For a single instant, a flicker of candle flame, all is silent; and then the door hauls open, Bilba freezing in place as her mother sweeps right past her, once soft shoulders stiff as Bilba has never seen her, and disappears down the hall, the proud tilt of her chin howling rage. The Thain follows his daughter out of the door, but not a step further. He stands for a moment, his form cast tall in shadows that hung over Bilba as an axe, white hair darkened in the crackling flames.

He doesn't look gentle anymore. Bilba's blood washes cold as her grandfather smiles, a dark little quirk, and says lowly; "Do you think yourself a thief, Bilba? Creeping in the dark?"

The surge of rage in his voice, as sudden as beast roaring from still waters, chokes Bilba, shock pulsing through her, as her grandfather's head turns to where she hides against the wall. His eyes are black, the blue submerged beyond any hope, and Bilba thinks fast, feels something - everything - slipping through her fingers . . .

This moment is slippery ground, and Bilba fears she might not survive the fall.

"I am no thief, sir," Bilba says, casting her voice as bold as she could and sinks from the shadows on trembling legs, lets her fearfulness be . Weak. I'm nothing. "I seek to take nothing from you."

This is not like mam's stories. In them, there was bravery and defiance and heroes. There were never women screaming for help denied to them or grandfathers who had once patched up bloodied knees with the stares of monsters or tricks like these, revealing weakness to avoid the threat of strength. Of madness, Bilba realises, a quick stab of hurt, over the pounding of her heart, and power, and nothing a hero is supposed to crave.

"And yet you spy on me," the Thain says harshly, taking a step closer. Before Bilba can splutter a denial, his hand lifts - her heart gallops and in the space of a split second, Bilba thinks is he, is he - and then stills, not for her flinch. His hand hovers in the air, eyes sliding from her face, off to the side. Bilba's eyes dart away, mind frenzied for the cause of his distraction, and then she catches a wink of light from his collar, a glitter of gold . . .

A long finger hooks a curl of her hair, and Bilba's eyes snap to her grandfather's face, to the sharp hungry thing in the lines of his face, almostanimal with the blank horror it inspires; a starved desperate creature you cannot escape. Bilba doesn't dare breathe, for fear of springing this creature into an assault.

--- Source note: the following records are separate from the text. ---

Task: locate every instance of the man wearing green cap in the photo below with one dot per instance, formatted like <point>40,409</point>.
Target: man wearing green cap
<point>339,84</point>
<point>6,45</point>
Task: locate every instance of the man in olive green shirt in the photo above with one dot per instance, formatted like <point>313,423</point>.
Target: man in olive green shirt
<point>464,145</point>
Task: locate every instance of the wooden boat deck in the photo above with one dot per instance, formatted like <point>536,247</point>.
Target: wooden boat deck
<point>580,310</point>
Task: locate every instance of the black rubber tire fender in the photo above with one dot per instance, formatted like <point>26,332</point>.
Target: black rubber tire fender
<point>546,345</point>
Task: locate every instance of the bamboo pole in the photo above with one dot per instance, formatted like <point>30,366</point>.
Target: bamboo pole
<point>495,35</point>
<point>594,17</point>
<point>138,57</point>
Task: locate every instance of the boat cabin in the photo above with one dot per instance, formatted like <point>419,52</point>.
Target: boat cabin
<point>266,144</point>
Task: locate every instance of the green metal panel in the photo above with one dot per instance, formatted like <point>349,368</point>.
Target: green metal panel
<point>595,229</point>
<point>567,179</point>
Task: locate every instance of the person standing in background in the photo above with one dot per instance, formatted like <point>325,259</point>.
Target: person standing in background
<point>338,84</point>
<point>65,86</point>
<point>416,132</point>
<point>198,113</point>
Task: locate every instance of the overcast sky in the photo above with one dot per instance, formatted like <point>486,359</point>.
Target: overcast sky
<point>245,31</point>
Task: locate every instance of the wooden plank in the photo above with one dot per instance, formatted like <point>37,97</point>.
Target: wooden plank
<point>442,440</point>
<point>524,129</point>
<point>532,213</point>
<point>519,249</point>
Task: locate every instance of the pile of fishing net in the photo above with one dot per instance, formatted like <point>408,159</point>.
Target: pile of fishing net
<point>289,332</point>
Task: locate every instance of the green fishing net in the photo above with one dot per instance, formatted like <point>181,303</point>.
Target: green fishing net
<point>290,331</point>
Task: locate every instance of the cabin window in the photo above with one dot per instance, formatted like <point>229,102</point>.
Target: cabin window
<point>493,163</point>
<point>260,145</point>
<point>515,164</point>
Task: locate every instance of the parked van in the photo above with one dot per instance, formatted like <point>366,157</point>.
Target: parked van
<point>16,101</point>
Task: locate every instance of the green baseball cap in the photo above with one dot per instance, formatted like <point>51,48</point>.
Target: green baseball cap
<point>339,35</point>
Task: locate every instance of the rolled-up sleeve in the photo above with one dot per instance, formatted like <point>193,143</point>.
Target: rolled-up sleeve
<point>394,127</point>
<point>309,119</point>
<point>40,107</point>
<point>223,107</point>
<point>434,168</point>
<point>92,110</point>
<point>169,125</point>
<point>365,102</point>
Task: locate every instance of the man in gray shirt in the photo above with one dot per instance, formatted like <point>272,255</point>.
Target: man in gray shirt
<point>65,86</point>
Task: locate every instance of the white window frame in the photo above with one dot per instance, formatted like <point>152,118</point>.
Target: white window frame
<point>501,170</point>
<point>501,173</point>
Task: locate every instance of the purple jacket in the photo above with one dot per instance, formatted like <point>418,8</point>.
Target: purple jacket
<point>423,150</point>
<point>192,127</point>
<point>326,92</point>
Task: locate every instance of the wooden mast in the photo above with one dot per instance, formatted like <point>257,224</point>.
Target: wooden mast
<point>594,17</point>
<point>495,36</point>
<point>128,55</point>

"Gold hair," the Thain murmurs, eyes black, greedy, as he watches the strand of dark-gold twisting around his finger in a ring, singing as bright as molten gold in the firelight. "Such a rich gold, burning gold . . . "

It was more than Bilba could take, terror creeping under her skin, and she shifts her weight back on her heels, trying to free herself -

The Thain's hand goes tight and yanks, sending Bilba staggering forward, gasping in pain, wispy fear breaking into reality.

"Do not," her grandfather says, angry, close, "Do as your mother has done, my dear." Bilba nods, quick as she can, tears springing to her eyes as her scalp burns. The Thain looks at her hard for a moment, grip gradually loosening until finally, finally, Bilba can spring free, lurching away fast, so fast that her back thuds into the wall.

The Thain's eyes do not waver, and he says, "Let us pray you have your father's sense," and Bilba Baggins thinks no, no. Let us pray I have my mother's courage.


"Do you mean to wish me a good morning, or do you mean that it is a good morning whether I want it or not? Or, perhaps you mean to say that youfeel good on this particular morning. Or are you simply stating this is a morning to be good on?"

Well.

Well. Yes.

She certainly should have expected that when tales of a Man matching the descriptions her mother had whispered in her ears as a child was seen entering the Shire. After dismissing young Drogo Baggins with a few biscuits, Bilba had taken out to her garden for a well-deserved smoke and perhaps to tend to her prized tomatoes with the feeling of the sky collapsing around her, and had instead been ambushed.

Regrettably Bilba thinks she ought to have expected this.

A visit, she had considered; a request, she had expected from the wizard; but . . . not this. Not quite this.

"All of them at once, I suppose." Bilba Baggins squints up at the great looming figure above her, realising in the back of her mind with a dim feeling of unease that she was submerged entirely in his shadow and well within reach of his walking . . . staff? Stick? Certainly a prop. "Though," she continues in the same wry easy tone, "I am, in truth, having a rather odd morning myself."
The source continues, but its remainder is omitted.